Answer:
The lossy compression method is also known as irreversible compression and is beneficial if the quality of the data is not your priority. It slightly degrades the quality of the file or data but is convenient when one wants to send or store the data. This type of data compression is used for organic data like audio signals and images. The algorithm use in Lossy compression include: Transform coding, DCT, DWT, fractal compression, RSSMS.

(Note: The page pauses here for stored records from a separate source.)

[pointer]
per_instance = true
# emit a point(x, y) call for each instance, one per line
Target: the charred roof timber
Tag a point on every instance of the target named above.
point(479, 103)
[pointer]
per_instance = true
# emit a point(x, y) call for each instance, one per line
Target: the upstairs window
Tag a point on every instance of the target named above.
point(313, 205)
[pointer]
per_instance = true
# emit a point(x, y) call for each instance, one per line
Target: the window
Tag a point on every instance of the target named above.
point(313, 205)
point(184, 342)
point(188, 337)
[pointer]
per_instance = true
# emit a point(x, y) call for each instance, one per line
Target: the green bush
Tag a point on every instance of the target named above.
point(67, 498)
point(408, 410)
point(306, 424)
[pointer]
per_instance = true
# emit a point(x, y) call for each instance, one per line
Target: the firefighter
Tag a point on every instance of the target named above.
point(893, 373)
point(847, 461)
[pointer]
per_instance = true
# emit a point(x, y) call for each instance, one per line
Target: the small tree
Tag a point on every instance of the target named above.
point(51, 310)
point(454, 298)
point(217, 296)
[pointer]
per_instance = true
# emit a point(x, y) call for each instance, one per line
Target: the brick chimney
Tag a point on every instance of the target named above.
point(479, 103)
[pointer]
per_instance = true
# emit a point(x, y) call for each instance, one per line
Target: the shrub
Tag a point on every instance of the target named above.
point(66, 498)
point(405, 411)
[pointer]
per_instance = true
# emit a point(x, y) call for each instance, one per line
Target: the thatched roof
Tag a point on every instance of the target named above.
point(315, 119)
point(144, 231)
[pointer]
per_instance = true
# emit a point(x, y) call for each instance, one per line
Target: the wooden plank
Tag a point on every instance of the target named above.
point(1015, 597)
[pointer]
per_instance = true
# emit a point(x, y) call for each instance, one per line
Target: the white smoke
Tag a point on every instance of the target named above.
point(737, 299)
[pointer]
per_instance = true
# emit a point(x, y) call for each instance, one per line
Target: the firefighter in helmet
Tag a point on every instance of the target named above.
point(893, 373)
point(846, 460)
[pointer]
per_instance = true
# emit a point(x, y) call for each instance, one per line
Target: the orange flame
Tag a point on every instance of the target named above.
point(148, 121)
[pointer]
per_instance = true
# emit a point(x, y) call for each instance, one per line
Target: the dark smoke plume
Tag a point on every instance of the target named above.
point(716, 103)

The Lossless compression method is also known as reversible compression and is capable of reconstituting the original form of the data. The quality of the data is not compromised. This technique allows a file to restore its original form. Lossless compression can be applied to any file format can improve the performance of the compression ratio. The algorithm use in Lossless compression include: RLW, LZW, Arithmetic encoding, Huffman encoding, Shannon Fano coding.
Advantage of Lossy compression: Lossy compression can achieve a high level of data compression when compared to lossless compression.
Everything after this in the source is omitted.